Ron Keefe, a respected lawyer, accountant, Bank of Canada director and UPEI business graduate, became DCL’s president and CEO in 2004, leading the company through the transition.
“We were like a start-up in many respects,” he said. “We built the plant ‘on spec’ knowing the business was there, but we had to go out and get it.”
In 2007, Genzyme Corp., a global biotechnology company, acquired DCL’s diagnostic division, including more than 50 clinical chemistry reagents. DCL’s remaining biochemical division became BioVectra Inc. and a prime beneficiary of Genzyme’s all-cash transaction, enabling BioVectra to prosper at a rapid pace. (In 2011, Genzyme Diagnostics P.E.I. was acquired by Japanese-based Sekisui Chemical Company Ltd., another example of a small innovative company garnering global attention.)
Within five years, BioVectra had doubled annual revenues to $28 million and its workforce to 180 employees. It invested $20 million in facilities and training, utilizing a $15 million repayable provincial loan.
Dale Zajicek, who joined DCL in 1994 with 20 years of pharmaceutical industry experience and managed operations and business development , became BioVectra president in 2011.
Recent news that BioVectra has been acquired by California-based Questcor Pharmaceuticals for a $50 million upfront payment and future performance-based considerations is a vital step in BioVectra’s evolution.
“Cash is critically important, and many companies are seriously underfunded, with no easy source other than mortgaging their future,” said Duffy. “With cash, a company can concentrate on marketing and selling. Without, it’s spending 80 per cent of its time looking for capital. And no government can provide the answer. ”
Questcor, a decade-long BioVectra customer, seeks to diversify its product base and expand marketplace presence. BioVectra will continue to operate independently and retain its staff and senior management.
“We’re committed to P.E.I. and our future here,” says Keefe. “This year, the outside capital infusion will create $50 million in sales and increase staff to 200, based on our current path. It’s a win for the province.”
Zajicek says the financial investment is only one dimension of the strategic relationship.
“We’re partners in technical capability and expanded business connections. The growth potential is enormous.
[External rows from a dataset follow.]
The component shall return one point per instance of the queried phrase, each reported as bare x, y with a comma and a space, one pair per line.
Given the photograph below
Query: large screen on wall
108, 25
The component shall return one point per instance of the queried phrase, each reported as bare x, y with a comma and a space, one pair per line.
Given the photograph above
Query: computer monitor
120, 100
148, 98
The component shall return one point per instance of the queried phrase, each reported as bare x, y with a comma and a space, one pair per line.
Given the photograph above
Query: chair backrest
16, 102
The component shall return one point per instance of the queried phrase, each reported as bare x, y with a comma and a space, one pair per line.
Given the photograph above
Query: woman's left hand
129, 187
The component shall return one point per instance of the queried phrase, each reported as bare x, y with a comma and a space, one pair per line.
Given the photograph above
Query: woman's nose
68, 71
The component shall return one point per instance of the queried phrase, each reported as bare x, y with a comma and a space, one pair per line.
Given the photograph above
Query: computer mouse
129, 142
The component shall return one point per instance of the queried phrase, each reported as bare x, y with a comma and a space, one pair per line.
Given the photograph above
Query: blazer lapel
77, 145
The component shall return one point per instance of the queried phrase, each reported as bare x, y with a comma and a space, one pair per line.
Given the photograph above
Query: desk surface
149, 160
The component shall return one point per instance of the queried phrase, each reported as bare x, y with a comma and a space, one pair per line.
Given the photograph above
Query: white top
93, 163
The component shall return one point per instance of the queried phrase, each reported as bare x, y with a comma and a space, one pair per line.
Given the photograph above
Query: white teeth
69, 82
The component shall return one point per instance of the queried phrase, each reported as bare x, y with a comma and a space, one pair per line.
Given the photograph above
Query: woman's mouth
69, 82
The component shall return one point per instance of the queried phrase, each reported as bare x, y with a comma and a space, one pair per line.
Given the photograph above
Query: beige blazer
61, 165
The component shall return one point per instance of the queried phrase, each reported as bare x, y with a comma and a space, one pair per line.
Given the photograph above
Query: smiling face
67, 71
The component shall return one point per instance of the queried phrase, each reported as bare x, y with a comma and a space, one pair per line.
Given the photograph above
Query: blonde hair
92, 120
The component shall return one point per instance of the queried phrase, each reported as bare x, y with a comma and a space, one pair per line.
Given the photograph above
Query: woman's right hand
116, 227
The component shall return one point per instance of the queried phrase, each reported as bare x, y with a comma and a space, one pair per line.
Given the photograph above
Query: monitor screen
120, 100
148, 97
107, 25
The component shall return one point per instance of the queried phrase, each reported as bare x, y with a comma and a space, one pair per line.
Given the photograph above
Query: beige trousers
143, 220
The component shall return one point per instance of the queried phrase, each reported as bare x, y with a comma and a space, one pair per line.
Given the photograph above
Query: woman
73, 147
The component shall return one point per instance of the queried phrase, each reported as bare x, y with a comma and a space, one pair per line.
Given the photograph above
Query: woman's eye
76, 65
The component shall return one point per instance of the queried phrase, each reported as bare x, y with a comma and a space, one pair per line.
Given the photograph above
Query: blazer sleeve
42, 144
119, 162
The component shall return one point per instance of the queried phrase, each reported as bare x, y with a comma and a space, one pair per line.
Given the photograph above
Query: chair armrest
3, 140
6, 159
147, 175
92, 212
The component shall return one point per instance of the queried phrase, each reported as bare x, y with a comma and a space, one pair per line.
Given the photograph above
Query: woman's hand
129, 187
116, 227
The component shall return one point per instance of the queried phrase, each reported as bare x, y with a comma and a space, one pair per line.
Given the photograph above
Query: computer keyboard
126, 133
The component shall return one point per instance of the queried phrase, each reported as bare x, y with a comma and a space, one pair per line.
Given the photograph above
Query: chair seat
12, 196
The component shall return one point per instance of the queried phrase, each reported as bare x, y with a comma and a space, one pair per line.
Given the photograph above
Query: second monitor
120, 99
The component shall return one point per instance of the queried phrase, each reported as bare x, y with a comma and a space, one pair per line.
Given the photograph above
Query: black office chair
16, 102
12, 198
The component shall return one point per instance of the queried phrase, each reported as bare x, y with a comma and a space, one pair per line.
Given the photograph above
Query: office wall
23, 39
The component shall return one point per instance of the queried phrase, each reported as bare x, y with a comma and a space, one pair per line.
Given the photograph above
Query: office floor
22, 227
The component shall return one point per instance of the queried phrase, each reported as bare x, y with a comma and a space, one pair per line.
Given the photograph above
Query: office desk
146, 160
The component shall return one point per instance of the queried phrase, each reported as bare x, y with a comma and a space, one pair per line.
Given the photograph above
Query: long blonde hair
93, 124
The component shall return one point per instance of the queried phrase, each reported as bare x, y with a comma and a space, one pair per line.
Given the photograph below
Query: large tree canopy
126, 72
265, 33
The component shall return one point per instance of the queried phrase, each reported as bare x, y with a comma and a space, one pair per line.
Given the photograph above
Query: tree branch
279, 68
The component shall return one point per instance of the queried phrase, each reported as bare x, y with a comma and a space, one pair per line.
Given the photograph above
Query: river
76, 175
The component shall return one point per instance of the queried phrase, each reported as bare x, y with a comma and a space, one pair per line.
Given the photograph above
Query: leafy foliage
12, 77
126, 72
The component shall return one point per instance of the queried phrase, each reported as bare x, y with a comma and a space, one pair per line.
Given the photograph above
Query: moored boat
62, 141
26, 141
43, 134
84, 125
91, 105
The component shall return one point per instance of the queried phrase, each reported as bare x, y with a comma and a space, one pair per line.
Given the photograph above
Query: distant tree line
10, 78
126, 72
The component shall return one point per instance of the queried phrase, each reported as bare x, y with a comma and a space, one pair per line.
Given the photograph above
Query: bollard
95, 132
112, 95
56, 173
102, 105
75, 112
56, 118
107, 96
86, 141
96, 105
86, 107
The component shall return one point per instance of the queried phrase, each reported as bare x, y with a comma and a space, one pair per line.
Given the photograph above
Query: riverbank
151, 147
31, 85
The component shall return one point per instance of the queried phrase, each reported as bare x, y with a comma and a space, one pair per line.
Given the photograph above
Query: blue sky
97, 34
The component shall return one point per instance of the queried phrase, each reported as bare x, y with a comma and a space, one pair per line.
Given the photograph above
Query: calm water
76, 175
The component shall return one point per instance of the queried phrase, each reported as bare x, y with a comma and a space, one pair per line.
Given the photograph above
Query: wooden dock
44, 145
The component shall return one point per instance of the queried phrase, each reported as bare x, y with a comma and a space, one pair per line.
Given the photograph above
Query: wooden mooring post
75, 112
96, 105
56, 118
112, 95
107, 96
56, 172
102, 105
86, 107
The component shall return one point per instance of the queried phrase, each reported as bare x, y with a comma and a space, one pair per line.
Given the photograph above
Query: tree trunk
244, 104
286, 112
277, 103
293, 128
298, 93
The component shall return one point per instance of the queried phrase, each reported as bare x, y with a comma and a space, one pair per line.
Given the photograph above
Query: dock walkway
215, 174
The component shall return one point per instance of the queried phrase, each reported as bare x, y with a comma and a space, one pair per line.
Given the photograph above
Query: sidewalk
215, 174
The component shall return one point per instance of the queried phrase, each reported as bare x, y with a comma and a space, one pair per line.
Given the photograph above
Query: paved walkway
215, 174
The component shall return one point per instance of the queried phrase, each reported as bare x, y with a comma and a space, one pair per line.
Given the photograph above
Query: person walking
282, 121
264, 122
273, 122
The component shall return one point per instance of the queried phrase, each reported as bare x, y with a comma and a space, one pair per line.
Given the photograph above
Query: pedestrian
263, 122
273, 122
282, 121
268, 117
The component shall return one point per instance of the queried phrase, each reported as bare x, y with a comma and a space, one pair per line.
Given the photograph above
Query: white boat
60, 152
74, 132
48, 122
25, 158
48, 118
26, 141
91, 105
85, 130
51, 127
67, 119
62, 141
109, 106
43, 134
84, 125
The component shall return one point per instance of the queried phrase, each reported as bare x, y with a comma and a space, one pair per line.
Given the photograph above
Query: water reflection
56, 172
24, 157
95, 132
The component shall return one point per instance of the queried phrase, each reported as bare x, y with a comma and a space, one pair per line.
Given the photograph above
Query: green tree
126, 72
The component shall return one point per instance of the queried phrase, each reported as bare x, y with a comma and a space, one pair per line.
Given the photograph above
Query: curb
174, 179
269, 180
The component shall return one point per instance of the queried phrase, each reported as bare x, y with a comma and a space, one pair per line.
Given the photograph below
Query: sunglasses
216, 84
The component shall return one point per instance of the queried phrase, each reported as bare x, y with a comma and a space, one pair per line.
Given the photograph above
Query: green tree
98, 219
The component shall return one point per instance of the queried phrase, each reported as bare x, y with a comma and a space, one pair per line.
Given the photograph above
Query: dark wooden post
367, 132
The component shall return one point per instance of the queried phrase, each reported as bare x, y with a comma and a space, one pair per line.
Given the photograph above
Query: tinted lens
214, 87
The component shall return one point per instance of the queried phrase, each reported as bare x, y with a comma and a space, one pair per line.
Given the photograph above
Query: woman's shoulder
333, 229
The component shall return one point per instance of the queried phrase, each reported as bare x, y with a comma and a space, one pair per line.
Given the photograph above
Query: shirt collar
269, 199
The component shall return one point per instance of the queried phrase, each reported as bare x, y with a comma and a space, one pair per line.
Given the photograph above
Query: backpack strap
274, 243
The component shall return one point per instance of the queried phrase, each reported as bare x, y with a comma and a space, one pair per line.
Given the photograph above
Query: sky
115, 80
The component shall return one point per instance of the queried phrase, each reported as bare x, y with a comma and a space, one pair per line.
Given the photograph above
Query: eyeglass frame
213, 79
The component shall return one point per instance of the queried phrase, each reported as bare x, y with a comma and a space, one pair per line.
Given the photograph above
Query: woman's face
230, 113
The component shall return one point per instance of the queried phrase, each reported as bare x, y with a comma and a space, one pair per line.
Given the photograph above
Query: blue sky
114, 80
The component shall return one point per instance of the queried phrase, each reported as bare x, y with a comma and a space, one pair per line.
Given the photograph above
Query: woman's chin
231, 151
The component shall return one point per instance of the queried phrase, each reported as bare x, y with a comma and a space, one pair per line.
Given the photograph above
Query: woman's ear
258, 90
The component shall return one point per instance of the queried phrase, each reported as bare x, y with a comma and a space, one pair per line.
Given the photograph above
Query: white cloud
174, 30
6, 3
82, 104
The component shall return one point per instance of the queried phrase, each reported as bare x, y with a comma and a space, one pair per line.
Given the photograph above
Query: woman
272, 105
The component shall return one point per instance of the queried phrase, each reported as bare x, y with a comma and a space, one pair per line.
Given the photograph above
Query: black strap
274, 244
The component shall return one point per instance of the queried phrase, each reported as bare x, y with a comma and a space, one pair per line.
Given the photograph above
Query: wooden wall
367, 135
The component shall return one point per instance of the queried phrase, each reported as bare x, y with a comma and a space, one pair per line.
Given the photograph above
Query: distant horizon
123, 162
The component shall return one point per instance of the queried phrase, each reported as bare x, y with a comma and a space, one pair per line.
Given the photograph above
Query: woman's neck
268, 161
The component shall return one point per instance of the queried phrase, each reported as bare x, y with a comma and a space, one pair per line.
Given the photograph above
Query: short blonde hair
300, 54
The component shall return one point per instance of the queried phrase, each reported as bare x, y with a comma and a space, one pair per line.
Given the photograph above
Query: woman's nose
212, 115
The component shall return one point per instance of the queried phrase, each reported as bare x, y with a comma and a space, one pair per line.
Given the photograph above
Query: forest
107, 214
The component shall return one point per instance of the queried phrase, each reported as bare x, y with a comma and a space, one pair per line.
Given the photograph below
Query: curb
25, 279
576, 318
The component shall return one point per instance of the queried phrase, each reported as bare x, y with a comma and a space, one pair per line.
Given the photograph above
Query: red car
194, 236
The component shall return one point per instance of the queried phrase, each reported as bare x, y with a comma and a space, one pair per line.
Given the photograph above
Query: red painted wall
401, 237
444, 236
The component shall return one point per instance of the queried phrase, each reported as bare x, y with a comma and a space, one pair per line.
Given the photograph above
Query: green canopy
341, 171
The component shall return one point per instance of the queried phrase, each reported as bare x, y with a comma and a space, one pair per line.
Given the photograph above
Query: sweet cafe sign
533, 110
In five-to-seven years, BioVectra could be a $150-to-$200 million company.”
Duffy, founding chair of the P.E.I. BioAlliance, the public-private partnership coordinating Bioscience Cluster development, continues to foster innovation and entrepreneurship in P.E.I.
“It’s not enough to rely on cyclical industries,” he said.
“We need new growth areas to encourage the innovation process. There’s a five-year window to get products to market and make a buck, and, even then, change is inevitable. You won’t be selling the same item in five years.“
The Regis Duffy Bioscience Fund, supported by BioVectra, invests in bioscience-related businesses nearing commercialization and provides guidance to ensure emerging businesses succeed.
“It’s important to demonstrate success can happen here,” says Zajicek. “Bioscience is a huge opportunity for the province. What Regis Duffy saw in his original vision is already coming through in spades.”
One in a series of stories about the P.E.I. BioScience Cluster by Margaret Magner, Ph.D., who lives in Charlottetown.